Dakine is one of our favourite stops every year. They’re been friends of ours and great supporters for years, plus Sales Manager Chico Bukovansky has one of the best names in the biz. Chico was in rare form on this day, bouncing around the booth, showing off the latest Dakineness.
There’s a lot going on here, but the news is that Dakine now has a breathable DriMesh back panel (you’re looking at the side view of it). You’re looking at the Drafter in the new ever-present Palapa colour scheme.
Dakine’s ladies program is coming along nicely. It turns out that their entire design team is now female, and they all rip on bikes. Good news for you xx chromosoners out there.
The Descent jersey and short. On the left, Geoff Gulevich’s clothing script for Red Bull Rampage this year. On the right is what Thomas Vanderham will be wearing.
Dakine’s slightly more technical take on the Prince George dinner jacket. Called the Oakridge Flannel, it’s actually fashioned from woven quick dry polyester. Post ride you’ll be dressed perfectly for killing a case of Lucky behind the liquor store.

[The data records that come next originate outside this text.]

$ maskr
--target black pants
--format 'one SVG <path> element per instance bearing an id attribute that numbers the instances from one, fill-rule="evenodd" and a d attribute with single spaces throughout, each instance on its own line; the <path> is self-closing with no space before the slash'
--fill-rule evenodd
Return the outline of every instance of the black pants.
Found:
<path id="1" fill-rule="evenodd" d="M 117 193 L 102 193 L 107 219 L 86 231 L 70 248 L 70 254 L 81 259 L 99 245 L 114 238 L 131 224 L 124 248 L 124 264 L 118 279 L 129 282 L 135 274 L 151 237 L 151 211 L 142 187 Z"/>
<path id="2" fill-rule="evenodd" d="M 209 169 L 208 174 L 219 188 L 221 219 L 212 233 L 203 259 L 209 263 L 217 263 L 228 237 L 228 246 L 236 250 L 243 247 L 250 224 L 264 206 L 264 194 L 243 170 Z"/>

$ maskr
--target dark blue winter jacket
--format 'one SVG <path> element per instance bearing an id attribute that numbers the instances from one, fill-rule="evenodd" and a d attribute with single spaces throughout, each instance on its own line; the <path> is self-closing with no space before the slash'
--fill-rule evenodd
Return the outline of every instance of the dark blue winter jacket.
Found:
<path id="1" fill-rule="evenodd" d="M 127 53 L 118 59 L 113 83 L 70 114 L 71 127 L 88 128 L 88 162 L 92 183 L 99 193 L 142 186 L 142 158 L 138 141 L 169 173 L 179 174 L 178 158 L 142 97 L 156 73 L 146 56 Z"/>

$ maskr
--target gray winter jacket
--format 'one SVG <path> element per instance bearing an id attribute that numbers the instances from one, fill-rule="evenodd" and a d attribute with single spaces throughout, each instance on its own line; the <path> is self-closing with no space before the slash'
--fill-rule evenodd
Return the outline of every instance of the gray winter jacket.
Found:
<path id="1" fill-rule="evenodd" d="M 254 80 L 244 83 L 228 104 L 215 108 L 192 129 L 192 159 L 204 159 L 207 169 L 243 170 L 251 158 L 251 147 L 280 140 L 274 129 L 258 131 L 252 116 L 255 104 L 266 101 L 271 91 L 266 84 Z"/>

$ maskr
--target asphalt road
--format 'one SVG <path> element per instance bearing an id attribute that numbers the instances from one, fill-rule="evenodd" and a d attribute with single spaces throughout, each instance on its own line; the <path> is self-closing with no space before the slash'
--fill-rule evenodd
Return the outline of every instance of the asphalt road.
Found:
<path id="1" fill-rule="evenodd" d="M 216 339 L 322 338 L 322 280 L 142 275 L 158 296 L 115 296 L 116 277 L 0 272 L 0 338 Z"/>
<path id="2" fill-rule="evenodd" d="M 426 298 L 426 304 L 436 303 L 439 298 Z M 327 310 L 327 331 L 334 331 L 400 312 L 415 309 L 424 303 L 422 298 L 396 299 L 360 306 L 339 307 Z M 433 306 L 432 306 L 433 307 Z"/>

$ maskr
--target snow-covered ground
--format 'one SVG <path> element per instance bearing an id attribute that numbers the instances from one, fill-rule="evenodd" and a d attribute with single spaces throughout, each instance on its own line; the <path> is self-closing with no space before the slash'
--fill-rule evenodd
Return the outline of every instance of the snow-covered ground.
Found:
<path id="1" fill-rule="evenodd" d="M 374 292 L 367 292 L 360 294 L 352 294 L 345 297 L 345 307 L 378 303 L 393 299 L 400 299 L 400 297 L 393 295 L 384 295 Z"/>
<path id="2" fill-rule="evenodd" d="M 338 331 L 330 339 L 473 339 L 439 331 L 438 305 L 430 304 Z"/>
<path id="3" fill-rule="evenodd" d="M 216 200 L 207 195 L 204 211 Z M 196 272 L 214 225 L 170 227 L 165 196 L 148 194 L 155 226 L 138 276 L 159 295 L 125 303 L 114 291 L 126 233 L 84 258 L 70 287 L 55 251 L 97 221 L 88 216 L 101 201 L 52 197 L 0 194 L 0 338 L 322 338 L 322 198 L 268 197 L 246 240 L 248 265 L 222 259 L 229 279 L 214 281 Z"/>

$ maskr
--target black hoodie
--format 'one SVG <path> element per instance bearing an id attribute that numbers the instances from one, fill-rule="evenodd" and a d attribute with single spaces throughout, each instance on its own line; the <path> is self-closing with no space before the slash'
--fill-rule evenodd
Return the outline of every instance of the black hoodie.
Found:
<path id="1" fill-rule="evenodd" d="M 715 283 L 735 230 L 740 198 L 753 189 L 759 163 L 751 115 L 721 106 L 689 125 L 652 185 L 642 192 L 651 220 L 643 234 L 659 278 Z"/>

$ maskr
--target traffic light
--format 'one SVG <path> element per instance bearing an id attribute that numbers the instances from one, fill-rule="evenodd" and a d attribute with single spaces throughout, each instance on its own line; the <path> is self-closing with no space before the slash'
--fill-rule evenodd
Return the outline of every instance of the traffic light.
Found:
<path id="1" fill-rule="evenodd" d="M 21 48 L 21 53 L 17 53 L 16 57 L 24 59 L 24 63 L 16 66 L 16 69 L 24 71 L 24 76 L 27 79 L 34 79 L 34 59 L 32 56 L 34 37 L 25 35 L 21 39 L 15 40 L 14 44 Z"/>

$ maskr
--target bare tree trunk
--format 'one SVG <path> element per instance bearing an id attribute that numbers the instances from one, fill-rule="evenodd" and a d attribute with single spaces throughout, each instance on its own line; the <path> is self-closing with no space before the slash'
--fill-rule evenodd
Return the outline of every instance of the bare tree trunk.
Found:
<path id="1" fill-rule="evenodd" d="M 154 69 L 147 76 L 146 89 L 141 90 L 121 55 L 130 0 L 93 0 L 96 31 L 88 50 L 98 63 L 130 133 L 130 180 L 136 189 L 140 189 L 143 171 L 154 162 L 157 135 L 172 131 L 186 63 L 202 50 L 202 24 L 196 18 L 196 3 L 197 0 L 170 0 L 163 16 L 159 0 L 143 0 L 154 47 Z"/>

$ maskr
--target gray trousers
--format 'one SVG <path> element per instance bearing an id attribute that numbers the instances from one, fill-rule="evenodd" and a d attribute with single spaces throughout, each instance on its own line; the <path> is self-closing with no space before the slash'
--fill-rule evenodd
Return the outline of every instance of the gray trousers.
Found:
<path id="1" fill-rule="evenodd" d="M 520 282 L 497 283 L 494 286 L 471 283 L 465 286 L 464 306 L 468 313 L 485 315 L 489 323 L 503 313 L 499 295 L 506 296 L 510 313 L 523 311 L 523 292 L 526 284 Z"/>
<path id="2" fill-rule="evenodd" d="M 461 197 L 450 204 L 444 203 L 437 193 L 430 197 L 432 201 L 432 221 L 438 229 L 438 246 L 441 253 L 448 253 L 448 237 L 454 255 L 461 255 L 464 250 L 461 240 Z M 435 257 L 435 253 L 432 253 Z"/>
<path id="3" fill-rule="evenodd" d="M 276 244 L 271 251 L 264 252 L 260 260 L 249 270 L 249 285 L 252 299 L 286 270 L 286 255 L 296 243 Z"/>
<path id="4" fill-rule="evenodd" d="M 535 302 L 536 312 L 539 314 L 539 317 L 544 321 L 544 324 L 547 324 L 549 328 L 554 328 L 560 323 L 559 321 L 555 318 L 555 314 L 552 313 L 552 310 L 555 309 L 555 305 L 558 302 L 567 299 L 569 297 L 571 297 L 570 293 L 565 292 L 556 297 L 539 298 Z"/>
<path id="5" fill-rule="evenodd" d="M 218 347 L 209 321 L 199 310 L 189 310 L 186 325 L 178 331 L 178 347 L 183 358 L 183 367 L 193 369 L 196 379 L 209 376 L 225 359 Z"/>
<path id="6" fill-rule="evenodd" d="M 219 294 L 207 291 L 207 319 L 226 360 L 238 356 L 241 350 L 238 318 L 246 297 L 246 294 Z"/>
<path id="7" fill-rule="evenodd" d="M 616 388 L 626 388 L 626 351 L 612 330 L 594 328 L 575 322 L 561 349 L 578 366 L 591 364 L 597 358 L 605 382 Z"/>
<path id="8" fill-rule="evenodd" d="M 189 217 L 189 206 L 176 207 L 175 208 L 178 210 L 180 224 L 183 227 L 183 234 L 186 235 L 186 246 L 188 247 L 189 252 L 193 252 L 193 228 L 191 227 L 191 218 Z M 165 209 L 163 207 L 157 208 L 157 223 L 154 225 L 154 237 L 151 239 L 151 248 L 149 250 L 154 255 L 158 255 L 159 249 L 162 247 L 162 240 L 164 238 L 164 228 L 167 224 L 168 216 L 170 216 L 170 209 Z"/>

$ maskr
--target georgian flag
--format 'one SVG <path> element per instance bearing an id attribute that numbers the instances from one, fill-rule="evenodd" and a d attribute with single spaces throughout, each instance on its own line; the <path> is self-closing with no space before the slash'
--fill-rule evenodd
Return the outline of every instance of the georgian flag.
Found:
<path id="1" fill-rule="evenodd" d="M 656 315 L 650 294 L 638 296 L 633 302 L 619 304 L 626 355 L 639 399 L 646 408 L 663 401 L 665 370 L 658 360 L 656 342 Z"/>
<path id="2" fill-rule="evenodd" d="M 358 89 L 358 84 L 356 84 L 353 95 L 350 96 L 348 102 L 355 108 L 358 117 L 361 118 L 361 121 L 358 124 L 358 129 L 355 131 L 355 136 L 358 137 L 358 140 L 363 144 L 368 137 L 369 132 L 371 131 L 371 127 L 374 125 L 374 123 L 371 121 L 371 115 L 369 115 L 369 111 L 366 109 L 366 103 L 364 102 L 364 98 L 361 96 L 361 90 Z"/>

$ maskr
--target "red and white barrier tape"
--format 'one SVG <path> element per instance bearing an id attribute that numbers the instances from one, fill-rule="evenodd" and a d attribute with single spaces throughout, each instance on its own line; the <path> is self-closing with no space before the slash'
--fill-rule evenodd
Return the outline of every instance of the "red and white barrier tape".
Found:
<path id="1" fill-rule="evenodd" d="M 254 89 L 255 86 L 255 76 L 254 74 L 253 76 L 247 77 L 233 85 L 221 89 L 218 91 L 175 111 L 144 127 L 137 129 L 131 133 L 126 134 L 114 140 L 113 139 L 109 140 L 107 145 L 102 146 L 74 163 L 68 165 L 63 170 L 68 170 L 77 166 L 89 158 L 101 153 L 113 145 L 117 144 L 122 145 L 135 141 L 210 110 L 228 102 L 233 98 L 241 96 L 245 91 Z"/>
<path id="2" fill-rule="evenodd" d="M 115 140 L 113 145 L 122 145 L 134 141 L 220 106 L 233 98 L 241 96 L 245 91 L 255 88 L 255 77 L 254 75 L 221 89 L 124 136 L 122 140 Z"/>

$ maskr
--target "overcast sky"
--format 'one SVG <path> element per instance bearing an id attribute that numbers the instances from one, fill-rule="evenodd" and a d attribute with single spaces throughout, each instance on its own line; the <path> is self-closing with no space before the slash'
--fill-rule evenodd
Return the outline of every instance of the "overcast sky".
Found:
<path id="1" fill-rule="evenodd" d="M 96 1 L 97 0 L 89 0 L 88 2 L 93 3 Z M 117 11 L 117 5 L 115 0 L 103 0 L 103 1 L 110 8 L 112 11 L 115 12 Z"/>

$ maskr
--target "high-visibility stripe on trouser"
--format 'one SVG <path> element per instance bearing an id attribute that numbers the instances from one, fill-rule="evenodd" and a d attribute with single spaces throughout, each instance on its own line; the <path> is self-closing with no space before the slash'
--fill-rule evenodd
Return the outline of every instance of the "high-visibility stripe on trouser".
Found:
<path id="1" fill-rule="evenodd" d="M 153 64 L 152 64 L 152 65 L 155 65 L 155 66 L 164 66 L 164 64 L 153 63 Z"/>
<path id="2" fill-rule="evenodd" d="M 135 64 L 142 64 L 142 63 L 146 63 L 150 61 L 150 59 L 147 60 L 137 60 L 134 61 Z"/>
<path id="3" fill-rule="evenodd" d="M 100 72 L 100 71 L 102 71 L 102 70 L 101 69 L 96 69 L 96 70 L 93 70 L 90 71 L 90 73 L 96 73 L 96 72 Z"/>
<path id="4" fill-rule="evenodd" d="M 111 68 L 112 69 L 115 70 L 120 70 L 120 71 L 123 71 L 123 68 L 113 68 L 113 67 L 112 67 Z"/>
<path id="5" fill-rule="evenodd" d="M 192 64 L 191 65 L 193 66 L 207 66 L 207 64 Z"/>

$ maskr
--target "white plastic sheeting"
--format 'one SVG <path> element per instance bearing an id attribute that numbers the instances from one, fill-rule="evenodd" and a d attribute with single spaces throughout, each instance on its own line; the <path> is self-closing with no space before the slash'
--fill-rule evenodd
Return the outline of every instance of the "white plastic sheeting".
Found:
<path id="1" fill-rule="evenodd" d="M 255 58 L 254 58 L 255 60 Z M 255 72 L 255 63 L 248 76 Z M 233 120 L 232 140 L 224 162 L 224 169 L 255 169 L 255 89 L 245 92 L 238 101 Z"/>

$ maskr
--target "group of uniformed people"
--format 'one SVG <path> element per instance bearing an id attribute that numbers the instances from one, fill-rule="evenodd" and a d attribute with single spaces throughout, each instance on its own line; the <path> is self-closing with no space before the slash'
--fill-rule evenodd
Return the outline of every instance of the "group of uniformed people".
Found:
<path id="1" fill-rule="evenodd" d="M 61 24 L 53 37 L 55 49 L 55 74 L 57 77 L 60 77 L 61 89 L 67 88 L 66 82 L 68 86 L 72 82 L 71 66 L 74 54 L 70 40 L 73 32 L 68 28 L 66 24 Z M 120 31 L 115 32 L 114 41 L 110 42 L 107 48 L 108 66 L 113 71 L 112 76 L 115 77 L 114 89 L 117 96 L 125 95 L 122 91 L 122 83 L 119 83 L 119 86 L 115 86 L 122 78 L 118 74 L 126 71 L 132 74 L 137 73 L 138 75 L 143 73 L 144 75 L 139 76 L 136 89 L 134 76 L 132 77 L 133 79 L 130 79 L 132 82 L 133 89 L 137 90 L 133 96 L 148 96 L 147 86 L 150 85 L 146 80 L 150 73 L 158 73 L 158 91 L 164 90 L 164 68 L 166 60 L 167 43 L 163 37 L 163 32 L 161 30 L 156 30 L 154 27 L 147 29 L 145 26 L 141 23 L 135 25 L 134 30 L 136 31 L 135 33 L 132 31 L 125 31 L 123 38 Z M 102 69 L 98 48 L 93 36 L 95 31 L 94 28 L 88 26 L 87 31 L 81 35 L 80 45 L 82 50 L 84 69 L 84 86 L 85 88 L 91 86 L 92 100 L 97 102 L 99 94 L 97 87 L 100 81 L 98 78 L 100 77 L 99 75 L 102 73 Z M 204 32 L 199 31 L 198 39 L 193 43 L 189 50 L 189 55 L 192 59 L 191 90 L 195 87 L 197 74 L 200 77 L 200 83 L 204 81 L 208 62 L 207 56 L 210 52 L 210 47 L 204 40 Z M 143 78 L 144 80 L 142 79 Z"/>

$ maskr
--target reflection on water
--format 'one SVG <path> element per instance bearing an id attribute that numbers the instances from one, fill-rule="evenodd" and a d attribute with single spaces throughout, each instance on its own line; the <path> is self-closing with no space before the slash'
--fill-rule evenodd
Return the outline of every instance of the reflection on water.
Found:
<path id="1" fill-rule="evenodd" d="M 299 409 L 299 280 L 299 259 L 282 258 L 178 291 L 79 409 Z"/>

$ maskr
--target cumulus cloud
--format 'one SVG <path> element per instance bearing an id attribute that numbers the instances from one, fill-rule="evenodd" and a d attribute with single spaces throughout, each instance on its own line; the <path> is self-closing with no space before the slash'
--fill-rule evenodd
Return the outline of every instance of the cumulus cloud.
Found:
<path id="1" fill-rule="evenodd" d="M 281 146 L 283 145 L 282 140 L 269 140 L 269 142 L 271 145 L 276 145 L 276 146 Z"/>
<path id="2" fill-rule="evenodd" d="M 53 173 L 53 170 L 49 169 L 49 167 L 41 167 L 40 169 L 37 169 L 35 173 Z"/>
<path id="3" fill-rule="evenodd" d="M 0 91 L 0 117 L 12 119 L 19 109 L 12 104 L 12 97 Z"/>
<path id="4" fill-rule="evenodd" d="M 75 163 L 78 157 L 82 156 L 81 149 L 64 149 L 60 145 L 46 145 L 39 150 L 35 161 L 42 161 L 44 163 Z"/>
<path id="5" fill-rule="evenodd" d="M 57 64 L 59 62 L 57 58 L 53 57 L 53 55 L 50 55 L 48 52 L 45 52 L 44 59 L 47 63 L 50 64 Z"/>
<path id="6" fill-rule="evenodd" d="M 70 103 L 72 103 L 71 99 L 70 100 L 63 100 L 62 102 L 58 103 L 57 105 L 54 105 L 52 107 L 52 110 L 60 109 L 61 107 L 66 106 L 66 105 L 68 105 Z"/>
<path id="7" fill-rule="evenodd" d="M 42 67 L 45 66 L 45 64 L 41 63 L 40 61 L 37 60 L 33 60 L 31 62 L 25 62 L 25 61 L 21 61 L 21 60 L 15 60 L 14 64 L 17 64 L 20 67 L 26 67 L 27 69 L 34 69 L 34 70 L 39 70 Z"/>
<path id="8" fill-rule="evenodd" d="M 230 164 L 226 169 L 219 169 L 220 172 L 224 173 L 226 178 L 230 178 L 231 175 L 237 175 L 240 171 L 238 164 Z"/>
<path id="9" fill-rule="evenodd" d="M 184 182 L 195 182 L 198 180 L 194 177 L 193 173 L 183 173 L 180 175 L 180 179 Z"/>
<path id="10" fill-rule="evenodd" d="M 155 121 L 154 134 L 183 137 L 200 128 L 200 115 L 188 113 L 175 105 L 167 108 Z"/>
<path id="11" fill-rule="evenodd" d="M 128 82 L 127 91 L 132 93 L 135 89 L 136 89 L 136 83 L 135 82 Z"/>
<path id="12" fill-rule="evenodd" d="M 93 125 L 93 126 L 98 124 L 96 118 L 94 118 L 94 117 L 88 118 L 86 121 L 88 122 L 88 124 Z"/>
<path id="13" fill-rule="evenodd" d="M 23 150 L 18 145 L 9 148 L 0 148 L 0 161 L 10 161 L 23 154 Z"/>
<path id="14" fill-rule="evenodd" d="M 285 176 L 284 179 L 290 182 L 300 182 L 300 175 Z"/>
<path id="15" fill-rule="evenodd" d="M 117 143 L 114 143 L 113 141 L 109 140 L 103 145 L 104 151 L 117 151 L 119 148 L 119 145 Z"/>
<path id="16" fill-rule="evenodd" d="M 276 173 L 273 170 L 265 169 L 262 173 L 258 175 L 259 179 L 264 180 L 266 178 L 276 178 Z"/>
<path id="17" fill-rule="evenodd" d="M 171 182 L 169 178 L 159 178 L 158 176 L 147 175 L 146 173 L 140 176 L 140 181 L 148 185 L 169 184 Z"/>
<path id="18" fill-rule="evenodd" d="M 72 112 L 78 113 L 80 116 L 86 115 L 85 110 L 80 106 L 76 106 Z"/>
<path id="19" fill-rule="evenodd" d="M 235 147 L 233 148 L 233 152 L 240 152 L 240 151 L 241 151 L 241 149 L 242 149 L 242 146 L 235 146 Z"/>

Others have begun to shamelessly copy the Dakine truck pad (Evoc, RC, Softride, Thule) nobody has managed to improve upon it. Except Dakine. On top of adding the Palapa styling (do NOT call it drug rug) Dakine has added straps to keep your bike from tipping or getting air on rough roads (and damaging your downtube).
Greg Minnaar’s World Championship winning Santa Cruz V10. Mud from Leogang mud still clinging to the frame.
Aaand Steve Peat’s custom-painted World Championship V-10. NOT made from Manchester steel. Check out the custom-painted Enve rims.
Do you think Teva is taking the right steps toward filling the gap in the AM clipless shoe category? What about all of these flat shoes we’re seeing without sticky rubber: non-starter for you, or not a big problem? What about Dakine and the new Palapa colourway? And, if you had some of those sexy carbon rims, would you let them be painted or keep the carbon in the nude? Speak!